Granted, this was not the kind of election that produces funny business at the polls: there weren't patronage jobs at stake -- as evidenced by the lackluster Machine effort -- like there are in aldermanic and mayoral contests. But problems at the polls went beyond malicious intent to simple competence in the basic procedures, enough so that the system could easily have been manipulated for nefarious purposes.

In the 5th precinct, the team of six election judges were so confused and incompetent at their task that I witnessed five violations of the rules (judges are not allowed to handle ballots once issued to the voter, judges may not accompany the voter into the voting area (unless joined by a judge of the opposing party - which they were not), judges may not feed the ballots into the ballot counter - only the voter can do that, etc.) in the first two minutes I was in the polling place. As a credentialled pollwatcher, I was entitled to point out mistakes and raise objections, which I did, but egos and tempers soon got in the way, and I placed a call to the Board of Elections hotline. Two inspectors were dispatched rather promptly, but it was clear that in the absence of overt, malicious fraud, they were pretty much not interested. "These folks aren't really the best and brightest" I was told, and it was true: the judges in the 5th precinct were mostly either homeless or poor, in any case had little education and had attended the minimum amount of judges' training. I don't mean to come off as a scold or prejudicing these people who were working hard from early in the morning for 13, 14 hours, but as the last line of defense in our most immediate democratic process, they weren't exactly instilling a lot of confidence. Luckily, I had access to an attorney that day who was doing pollwatching pro bono on behalf of the Obama campaign; he was able to come to the polling place and bring a little order for the last few hours until polls closed. I asked him towards the end, was it really as bad as I thought it was? Maybe I was just being overeager and not cutting these people enough slack. His eyes widened and that said it all.

The most troubling thing to me was not the handling of ballots, which was in most cases a matter of helping the voter fit the ballot into the punch slot, an admittedly tight fit, but was the issuing of provisional ballots, or rather the non-issuing, I should say. Provisional balloting is an innovation designed to protect voters from being turned away at the polling place for possibly bogus or technical reasons, even when they are legally registered to vote. This means that a provisional ballot must be issued instead of a standard one in cases where the status of the voter is challenged for whatever reason. Provisional balloting should therefore also defend a little bit against aggressive voter registration fraud; however, in the precincts I watched, I saw very little issuing of provisional ballots in cases where it was called for: many times a voter would come and present an affidavit from a neighbor stating they were a resident of the area, and judges would issue a standard ballot. Isn't this precisely the kind of situation the Board of Elections claimed to be bringing more scrutiny to? Where were the lists of suspicious registrations they claimed would be provided? I never saw such lists, let alone them being checked against the names of voters who came in.

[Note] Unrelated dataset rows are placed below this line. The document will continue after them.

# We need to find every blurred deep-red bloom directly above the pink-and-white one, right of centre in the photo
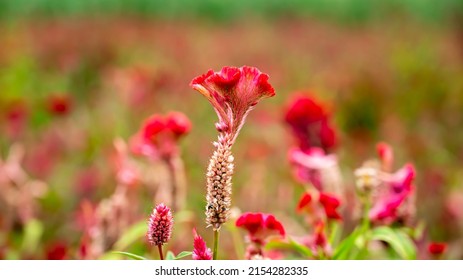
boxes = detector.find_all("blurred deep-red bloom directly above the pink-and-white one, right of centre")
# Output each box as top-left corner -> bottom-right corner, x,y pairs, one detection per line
285,93 -> 337,151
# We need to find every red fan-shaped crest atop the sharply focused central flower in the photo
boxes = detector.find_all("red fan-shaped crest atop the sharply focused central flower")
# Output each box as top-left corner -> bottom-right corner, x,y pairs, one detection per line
190,66 -> 275,142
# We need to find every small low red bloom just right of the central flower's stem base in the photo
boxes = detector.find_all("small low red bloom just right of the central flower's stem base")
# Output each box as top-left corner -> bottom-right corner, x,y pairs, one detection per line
235,213 -> 285,244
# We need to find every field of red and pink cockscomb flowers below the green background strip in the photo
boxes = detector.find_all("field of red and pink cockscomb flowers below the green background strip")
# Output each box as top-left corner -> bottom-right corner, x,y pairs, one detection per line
0,2 -> 463,259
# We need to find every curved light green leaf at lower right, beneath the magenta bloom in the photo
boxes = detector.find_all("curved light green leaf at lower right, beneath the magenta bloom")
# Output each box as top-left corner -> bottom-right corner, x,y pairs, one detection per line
371,226 -> 416,260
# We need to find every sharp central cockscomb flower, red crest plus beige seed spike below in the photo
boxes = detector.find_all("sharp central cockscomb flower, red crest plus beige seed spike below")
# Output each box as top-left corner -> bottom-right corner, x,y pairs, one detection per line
190,66 -> 275,231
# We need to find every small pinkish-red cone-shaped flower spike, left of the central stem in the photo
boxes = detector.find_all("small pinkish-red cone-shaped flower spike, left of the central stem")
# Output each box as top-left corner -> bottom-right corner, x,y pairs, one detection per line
147,203 -> 174,246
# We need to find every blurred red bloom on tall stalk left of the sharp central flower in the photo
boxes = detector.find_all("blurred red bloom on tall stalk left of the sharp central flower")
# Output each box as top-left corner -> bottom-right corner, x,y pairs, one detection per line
130,112 -> 191,159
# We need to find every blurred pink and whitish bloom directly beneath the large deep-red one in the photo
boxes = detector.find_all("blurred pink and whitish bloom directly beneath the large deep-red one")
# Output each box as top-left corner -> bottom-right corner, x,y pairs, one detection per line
288,148 -> 340,191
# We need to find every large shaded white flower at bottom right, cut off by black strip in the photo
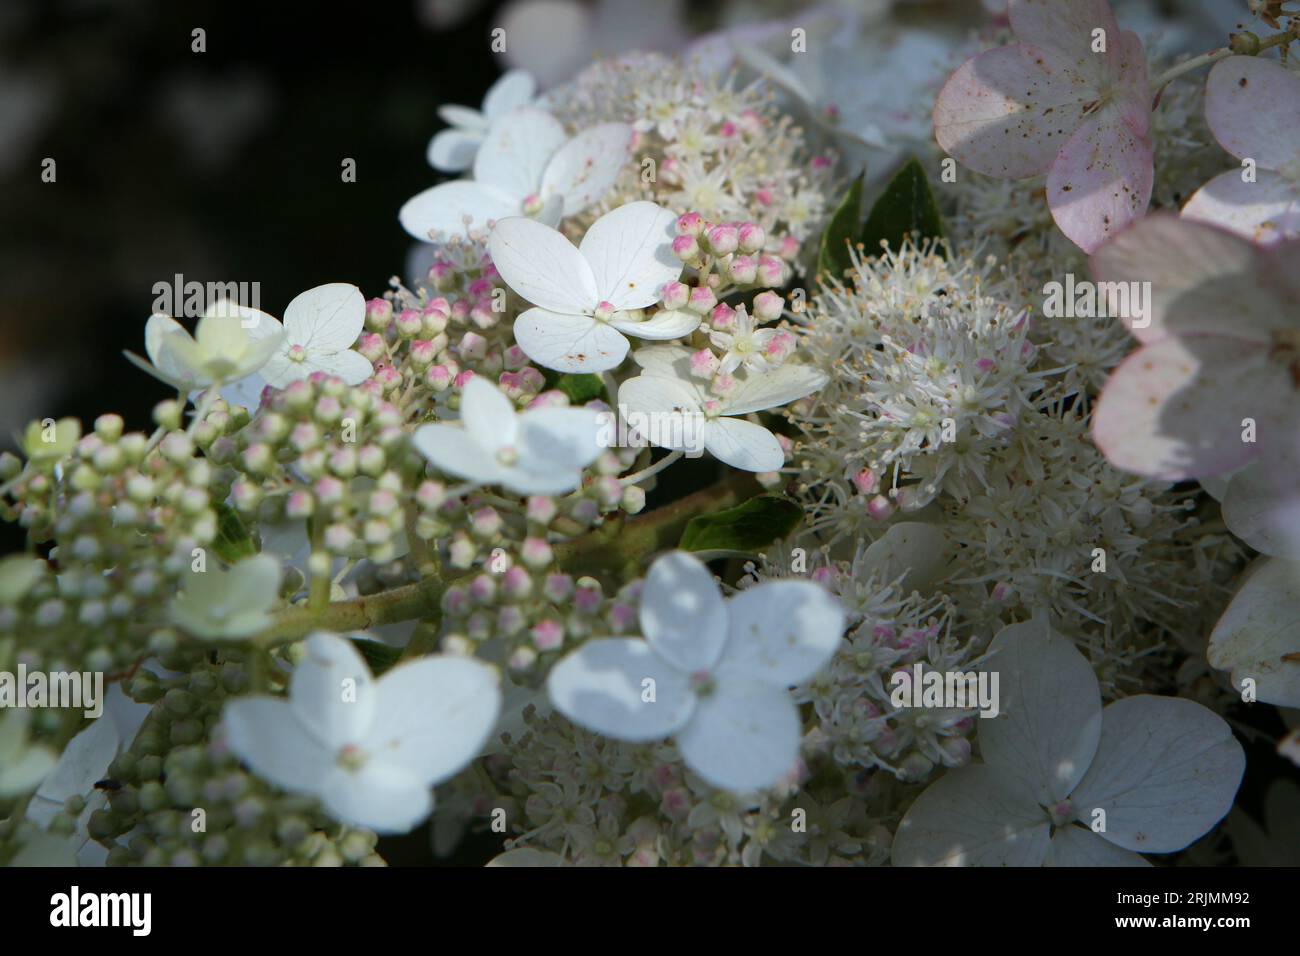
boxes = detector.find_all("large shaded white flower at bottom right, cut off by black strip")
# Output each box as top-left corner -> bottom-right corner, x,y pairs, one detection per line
893,620 -> 1245,866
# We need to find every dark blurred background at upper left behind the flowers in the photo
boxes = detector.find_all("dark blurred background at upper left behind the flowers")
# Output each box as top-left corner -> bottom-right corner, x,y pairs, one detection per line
0,0 -> 527,445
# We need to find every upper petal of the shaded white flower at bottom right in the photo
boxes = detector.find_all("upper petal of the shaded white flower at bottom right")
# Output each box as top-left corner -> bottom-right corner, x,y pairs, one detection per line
979,622 -> 1101,806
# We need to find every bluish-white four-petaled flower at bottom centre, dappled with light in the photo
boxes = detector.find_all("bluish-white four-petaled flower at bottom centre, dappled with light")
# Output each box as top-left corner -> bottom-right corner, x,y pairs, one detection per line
547,551 -> 845,792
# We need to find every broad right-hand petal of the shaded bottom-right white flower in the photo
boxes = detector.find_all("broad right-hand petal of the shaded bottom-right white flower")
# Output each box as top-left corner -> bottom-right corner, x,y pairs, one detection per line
1070,695 -> 1245,853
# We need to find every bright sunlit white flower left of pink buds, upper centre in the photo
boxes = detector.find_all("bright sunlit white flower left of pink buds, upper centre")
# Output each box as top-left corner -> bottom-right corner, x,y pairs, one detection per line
488,202 -> 699,372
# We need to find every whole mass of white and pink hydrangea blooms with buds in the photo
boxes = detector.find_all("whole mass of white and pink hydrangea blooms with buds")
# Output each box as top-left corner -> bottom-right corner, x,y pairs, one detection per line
0,0 -> 1300,866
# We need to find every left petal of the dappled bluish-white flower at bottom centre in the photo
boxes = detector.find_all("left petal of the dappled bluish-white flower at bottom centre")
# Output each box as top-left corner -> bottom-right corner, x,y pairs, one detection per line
546,637 -> 694,740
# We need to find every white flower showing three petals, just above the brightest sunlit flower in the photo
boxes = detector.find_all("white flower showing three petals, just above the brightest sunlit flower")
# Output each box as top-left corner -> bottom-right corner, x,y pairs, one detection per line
398,107 -> 633,242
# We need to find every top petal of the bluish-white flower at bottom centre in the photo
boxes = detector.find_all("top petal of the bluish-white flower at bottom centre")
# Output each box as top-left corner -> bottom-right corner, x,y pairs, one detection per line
641,551 -> 727,674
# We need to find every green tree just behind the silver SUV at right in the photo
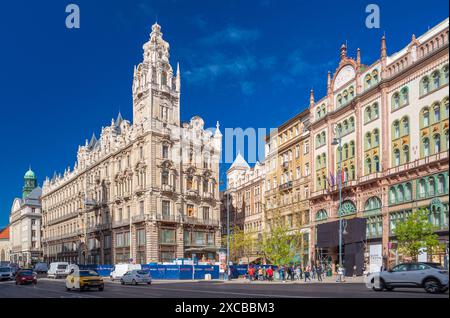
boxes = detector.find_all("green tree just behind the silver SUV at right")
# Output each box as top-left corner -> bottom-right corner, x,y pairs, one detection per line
393,209 -> 440,261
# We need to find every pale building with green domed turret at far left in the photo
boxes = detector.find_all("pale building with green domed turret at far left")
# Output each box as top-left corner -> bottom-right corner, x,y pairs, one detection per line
9,169 -> 42,267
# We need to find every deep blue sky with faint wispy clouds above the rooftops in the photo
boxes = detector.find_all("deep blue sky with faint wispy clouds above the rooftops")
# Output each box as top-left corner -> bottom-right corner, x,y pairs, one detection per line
0,0 -> 449,228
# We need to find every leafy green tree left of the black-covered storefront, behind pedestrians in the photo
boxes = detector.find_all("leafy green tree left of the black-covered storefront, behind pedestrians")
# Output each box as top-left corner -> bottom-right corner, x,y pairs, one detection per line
262,217 -> 302,266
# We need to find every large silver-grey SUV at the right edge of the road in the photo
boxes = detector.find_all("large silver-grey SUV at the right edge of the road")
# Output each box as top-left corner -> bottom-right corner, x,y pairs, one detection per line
369,263 -> 449,294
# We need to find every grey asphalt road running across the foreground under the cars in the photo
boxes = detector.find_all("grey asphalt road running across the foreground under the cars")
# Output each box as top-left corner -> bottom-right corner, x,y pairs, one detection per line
0,279 -> 449,299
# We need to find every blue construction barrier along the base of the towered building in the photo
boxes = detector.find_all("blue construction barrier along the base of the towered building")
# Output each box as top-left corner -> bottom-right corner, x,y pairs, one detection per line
79,264 -> 219,280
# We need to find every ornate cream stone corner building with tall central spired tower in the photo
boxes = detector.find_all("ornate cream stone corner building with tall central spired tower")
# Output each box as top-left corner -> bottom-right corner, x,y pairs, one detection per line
42,24 -> 222,264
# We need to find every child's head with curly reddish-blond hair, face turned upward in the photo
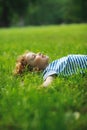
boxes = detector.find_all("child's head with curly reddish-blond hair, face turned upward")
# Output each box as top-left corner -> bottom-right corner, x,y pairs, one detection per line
14,52 -> 49,74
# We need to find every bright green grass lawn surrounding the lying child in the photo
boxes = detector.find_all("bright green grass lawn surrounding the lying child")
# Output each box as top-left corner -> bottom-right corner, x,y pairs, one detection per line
0,24 -> 87,130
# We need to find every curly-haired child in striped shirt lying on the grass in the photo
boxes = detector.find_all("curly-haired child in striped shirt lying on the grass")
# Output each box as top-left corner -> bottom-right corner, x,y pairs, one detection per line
14,52 -> 87,87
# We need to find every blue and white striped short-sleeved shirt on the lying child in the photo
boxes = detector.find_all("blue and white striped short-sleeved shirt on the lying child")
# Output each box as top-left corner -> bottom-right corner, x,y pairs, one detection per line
43,55 -> 87,80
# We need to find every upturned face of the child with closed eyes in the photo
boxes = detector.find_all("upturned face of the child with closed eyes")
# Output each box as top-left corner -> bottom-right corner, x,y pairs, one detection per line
26,52 -> 49,69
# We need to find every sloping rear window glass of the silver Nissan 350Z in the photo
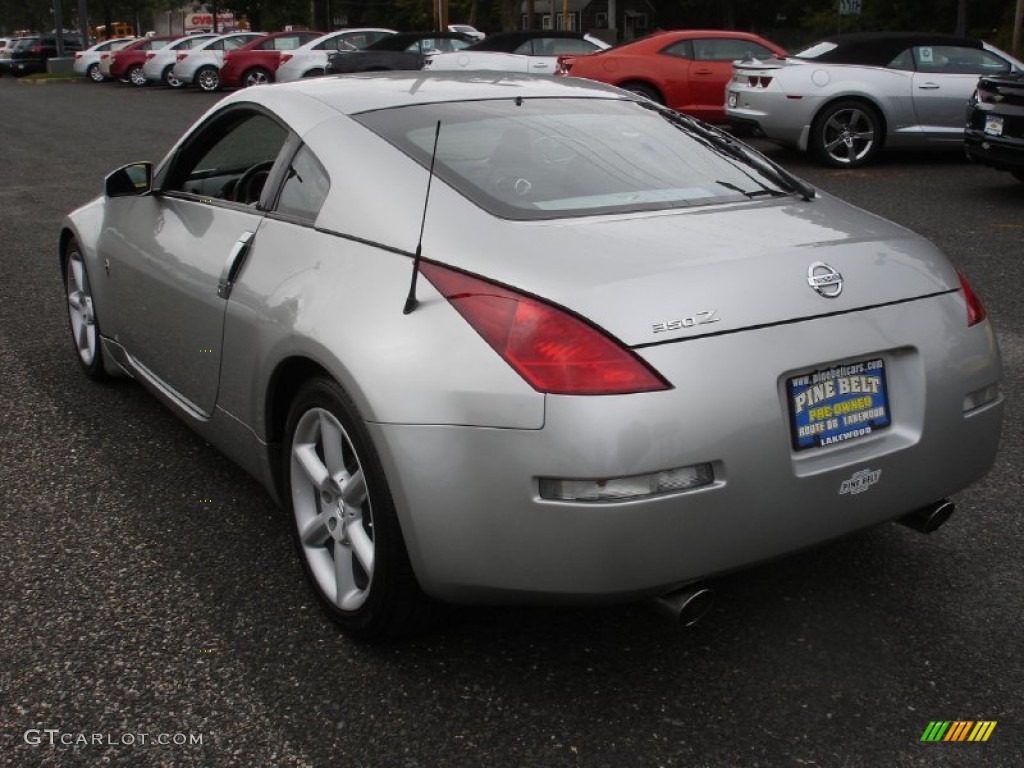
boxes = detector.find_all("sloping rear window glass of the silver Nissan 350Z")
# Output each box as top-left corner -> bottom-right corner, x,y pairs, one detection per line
356,98 -> 788,219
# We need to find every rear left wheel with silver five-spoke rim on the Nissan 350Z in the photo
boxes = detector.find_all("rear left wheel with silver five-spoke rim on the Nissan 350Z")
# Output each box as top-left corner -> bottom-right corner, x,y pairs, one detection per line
283,378 -> 431,641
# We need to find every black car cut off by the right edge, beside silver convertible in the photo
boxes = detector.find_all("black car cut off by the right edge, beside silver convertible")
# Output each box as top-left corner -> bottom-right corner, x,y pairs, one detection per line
964,72 -> 1024,181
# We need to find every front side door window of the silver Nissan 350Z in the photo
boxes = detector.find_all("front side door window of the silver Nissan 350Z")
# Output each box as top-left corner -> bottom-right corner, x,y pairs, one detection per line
162,110 -> 288,204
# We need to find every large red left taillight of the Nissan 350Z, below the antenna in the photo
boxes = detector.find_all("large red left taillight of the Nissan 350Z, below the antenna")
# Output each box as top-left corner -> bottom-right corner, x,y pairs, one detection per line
420,262 -> 670,394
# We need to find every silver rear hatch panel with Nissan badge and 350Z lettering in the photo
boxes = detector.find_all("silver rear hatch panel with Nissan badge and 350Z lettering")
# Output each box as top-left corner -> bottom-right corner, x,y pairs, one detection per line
424,195 -> 958,346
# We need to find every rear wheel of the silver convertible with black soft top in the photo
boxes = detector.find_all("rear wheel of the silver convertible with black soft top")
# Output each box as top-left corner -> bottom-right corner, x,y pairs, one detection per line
810,100 -> 882,168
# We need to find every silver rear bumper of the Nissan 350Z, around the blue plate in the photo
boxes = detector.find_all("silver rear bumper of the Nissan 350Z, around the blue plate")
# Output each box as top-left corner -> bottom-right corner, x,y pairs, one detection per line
371,294 -> 1004,602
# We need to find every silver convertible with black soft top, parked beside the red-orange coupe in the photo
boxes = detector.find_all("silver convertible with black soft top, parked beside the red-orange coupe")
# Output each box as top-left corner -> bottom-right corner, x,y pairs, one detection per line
725,33 -> 1024,168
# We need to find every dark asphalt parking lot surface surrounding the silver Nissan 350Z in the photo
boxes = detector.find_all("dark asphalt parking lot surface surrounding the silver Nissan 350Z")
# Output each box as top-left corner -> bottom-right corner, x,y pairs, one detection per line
6,79 -> 1024,766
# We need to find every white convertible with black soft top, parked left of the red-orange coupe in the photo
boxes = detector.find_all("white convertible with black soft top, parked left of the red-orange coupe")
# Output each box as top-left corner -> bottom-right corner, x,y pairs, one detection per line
423,30 -> 610,75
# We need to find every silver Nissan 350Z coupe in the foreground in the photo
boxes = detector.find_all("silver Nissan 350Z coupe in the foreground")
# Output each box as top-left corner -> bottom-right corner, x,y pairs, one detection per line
57,73 -> 1004,638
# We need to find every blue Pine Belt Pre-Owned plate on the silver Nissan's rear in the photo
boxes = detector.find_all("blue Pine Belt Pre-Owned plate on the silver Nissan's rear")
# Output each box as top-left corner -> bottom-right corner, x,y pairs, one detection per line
785,358 -> 892,451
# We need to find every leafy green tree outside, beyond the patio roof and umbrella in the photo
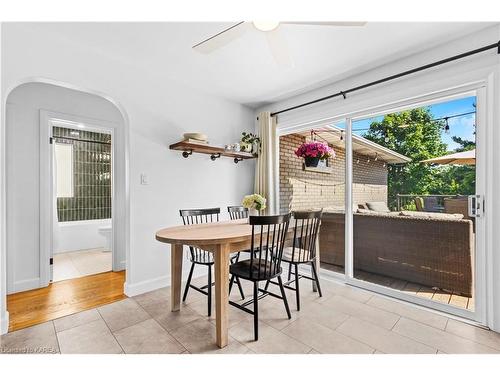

It turned out to be such a blow-out for Obama that almost no amount of vote tampering would have made a difference in the outcome (and again, I'm not at all claiming any such thing took place this time), but because of that, it may be harder to raise concerns about the process for future elections where things will likely be considerably closer. Part of the problem is finding qualified judges; there has to be a better way than the promise of a few dollars and free coffee in the morning. Unfortunately, getting people to pay attention to vote fraud takes a Floridian-style catastrophe these days.